Over thousands of years, this openness and inclusiveness had led to unusual romantic views. The Air Nomads were romantic, sometimes hopelessly so. But their romances had been viewed more openly in terms of location and time together. Romantic links were seen more as spiritual bonds, not restricted by time and place. It was not uncommon for a man and a woman to be paired, to love each other deeply, and yet not to live together. In fact, couples that did live together were rare, as the temples themselves were gender segregated.

Honestly, Aang had had very little interest in romantic love when he had been a child living with the other airbenders. He was much more interested in playing airball with his friends, traveling the world with Gyatso, or getting into trouble with Bumi or Kuzon when he visited them. What he had gleaned about romance was more of passing observation, rather than any active interest or formal lessons. Perhaps there would have been more taught to him as he grew older? But he had been so young when the Air Nomads had been massacred… And now there was no one left to teach him…

There had been one day, when Aang had found Gyatso sorrowfully burning offerings on the balcony of his quarters. Aang had knelt with him and asked what he was doing, and why he was sad. The old monk had then told him of a nun who had lived at the Western Air Temple, named Ghihima, that he had loved nearly all of his life. That day had been the three-year anniversary of the day that she had passed into the Eternal Skies, and he was here honoring her, and grieving her loss. The young monk had questioned his mentor. "Ah, but my Xiao Aang Zi ("little Aang-son")," Gyatso had gently chided, "It is indeed painful to grieve, but when we grieve we are celebrating that what we had, and lost, was a good thing. And my love for Ghihima was, in fact, the best thing in my life." As he and Baba Gyatso watched the burned bits of consecrated papyrus floating out in offering into the wind, Aang had considered for the first time what it might mean to be in love.

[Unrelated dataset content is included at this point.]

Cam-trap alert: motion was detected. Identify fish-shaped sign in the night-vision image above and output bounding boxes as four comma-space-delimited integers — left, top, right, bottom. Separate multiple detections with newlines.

And on the day Aang had awoken from the iceberg over one hundred years later, he had woken to the face of the most beautiful girl he could imagine. Quite suddenly he found that he cared about love. He wanted to know what it was, and how exactly did one do love?

Aang had learned about love by observing the romantic relationships in the world as he traveled. He learned that you should give flowers to a girl you like (preferably panda lilies). That girls liked gifts, like the necklace he had made for Katara out of Sokka's fishing line. Sokka had tried to give Aang advice on how to woo a woman, but Aang had found his advice confusing and counter-intuitive (although Aang had to admit that whatever Sokka did seemed to really work for him; the guy was a girl-magnet!). Aang had learned that barely touching lips with Katara in the Cave of Two Lovers had sent a jolt of pleasure through his whole body. (He had also learned in the Cave of Two Lovers that girls don't want to kiss when they feel insulted…). He discovered that dancing with the girl you love feels like magic (flameo hotman!). Aang observed that the other three nations all had marriages. Love made one want to get married; but, like in the case of Princess Yue's betrothal, marriage and love did not always go hand in hand. Through trial and error, Aang had learned that surprise kisses didn't always go over well. Iroh had taught him that choosing power was not more valuable than choosing love and happiness. And Aang had found by glorious experience that sunsets made amazing backdrops for first real kisses…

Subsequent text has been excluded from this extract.